Another aspect to consider is that hyperoxia disrupts intestinal epithelial cells, causing changes to the secretory component proteins, thus affecting mucosal immunity48. The intestine of hyperoxia-exposed rats showed significantly increased diamine oxidase, intestinal fatty acid binding protein, liver-type fatty acid binding protein, and concomitant decreased tight junction protein, suggesting impairment of the intestinal mucosal barrier49. Besides these differences, hyperoxia markedly elevated intestinal permeability and upregulated inflammatory markers such as toll-like receptor 4 (TLR4), nuclear factor kappa-B, tumor necrosis factor-α (TNF-α), interleukin-10, and interferon-γ49,50. These results presumably facilitated the translocation of intestinal bacteria into the lungs, leading to an increase in pulmonary cytokines which affected lung health51.
Metabolically, important considerations include fecal volatile organic compounds (VOCs), which are potentially intimately linked to BPD. VOCs probably affect lung function by altering the gas-liquid interface properties of pulmonary surfactant52, stimulating the production of pro-inflammatory factors53, and exacerbating oxidative stress54. Furthermore, VOCs alter the microRNA profile of lung tissue, which in turn impairs lung health55. Research has identified that VOCs can potentially predict the risk of lung injury in swine exposed to hyperoxia56. Similarly, VOCs can help diagnose and predict the onset of acute respiratory distress syndrome57 and BPD58 early. One study revealed that several fecal VOCs, such as tetradecane, N-nitrosopyrrolidine, and trichloretene, were significantly elevated in BPD patients59. Other studies confirmed that changes in fecal VOCs were intimately related to BPD severity60.

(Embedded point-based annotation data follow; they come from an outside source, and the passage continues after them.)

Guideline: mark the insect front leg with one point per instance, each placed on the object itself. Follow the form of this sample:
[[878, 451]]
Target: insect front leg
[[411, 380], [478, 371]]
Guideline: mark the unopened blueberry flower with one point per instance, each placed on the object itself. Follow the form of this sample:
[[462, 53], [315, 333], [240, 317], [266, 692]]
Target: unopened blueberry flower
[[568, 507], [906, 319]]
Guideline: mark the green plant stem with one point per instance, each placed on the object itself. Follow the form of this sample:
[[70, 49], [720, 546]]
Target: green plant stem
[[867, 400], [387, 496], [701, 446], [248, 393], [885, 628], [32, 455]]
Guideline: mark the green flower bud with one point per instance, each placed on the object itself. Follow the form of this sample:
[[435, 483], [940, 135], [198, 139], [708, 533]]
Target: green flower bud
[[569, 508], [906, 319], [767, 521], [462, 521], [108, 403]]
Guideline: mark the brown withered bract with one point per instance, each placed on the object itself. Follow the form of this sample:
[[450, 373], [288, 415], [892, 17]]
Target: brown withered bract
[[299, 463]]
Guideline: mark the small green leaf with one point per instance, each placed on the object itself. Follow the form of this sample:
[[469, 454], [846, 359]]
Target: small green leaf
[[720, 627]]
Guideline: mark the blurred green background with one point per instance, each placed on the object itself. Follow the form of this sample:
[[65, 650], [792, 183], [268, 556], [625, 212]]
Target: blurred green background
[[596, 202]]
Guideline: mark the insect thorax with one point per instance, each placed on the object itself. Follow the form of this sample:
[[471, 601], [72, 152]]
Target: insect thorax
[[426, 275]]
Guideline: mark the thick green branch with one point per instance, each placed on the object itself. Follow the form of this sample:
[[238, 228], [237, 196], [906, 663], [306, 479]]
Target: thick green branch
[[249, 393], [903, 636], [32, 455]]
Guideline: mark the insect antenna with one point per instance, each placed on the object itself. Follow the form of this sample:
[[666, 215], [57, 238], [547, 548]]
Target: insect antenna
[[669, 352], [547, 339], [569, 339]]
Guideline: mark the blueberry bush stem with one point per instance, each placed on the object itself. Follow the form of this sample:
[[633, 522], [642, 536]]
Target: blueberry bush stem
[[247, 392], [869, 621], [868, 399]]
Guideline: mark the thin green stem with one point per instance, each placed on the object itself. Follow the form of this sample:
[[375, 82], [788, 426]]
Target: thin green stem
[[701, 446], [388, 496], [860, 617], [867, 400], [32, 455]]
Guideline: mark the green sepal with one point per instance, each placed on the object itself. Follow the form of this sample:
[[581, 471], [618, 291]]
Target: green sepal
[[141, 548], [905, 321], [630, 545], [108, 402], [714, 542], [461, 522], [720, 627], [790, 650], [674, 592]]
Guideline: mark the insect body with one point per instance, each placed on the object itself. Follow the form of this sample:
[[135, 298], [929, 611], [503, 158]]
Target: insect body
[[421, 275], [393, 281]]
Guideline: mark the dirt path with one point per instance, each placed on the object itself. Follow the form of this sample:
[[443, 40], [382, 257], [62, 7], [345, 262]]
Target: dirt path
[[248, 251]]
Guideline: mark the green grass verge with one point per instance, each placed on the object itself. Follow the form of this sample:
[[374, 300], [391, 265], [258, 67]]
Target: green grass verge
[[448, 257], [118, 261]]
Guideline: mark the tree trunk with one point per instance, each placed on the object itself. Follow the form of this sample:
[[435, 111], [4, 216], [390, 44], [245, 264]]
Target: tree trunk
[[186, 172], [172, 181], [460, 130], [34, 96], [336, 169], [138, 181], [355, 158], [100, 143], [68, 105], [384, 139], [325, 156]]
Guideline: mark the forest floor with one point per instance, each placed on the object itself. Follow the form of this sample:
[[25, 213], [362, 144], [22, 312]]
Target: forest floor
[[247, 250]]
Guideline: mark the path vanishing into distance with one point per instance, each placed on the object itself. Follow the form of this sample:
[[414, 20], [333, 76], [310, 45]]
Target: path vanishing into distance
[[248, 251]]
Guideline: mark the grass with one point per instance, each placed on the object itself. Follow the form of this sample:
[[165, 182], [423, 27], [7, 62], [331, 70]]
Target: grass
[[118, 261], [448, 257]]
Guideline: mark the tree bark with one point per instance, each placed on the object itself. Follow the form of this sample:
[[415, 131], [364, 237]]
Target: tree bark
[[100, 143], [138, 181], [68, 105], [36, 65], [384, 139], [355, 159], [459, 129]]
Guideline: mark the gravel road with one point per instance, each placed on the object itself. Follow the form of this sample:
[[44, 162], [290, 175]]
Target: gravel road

Notably, fecal VOC analysis is considered to be an accurate diagnostic tool for gastrointestinal diseases, and transformations in the gut microbiota play an etiological role. In other words, fecal VOCs largely reflect the composition, function, and interaction of gut microbiota61. Thus, from this perspective, gut microbiota dysbiosis likely causes changes in fecal VOCs, which further affects BPD.
Briefly, gut microbiota and BPD presumably mutually influence each other, but extensive experiments are needed to elucidate the specific mechanisms regarding their bidirectional effects. It is also necessary to establish the intrinsic link between gut microbiota dysbiosis and BPD through more direct experiments, rather than relying on antibiotic exposure, as antibiotics can damage microbiota in other parts of the host. Furthermore, it remains to be fully understood whether other gut microbiota members such as archaea, viruses, eukaryotes, and protozoans influence BPD.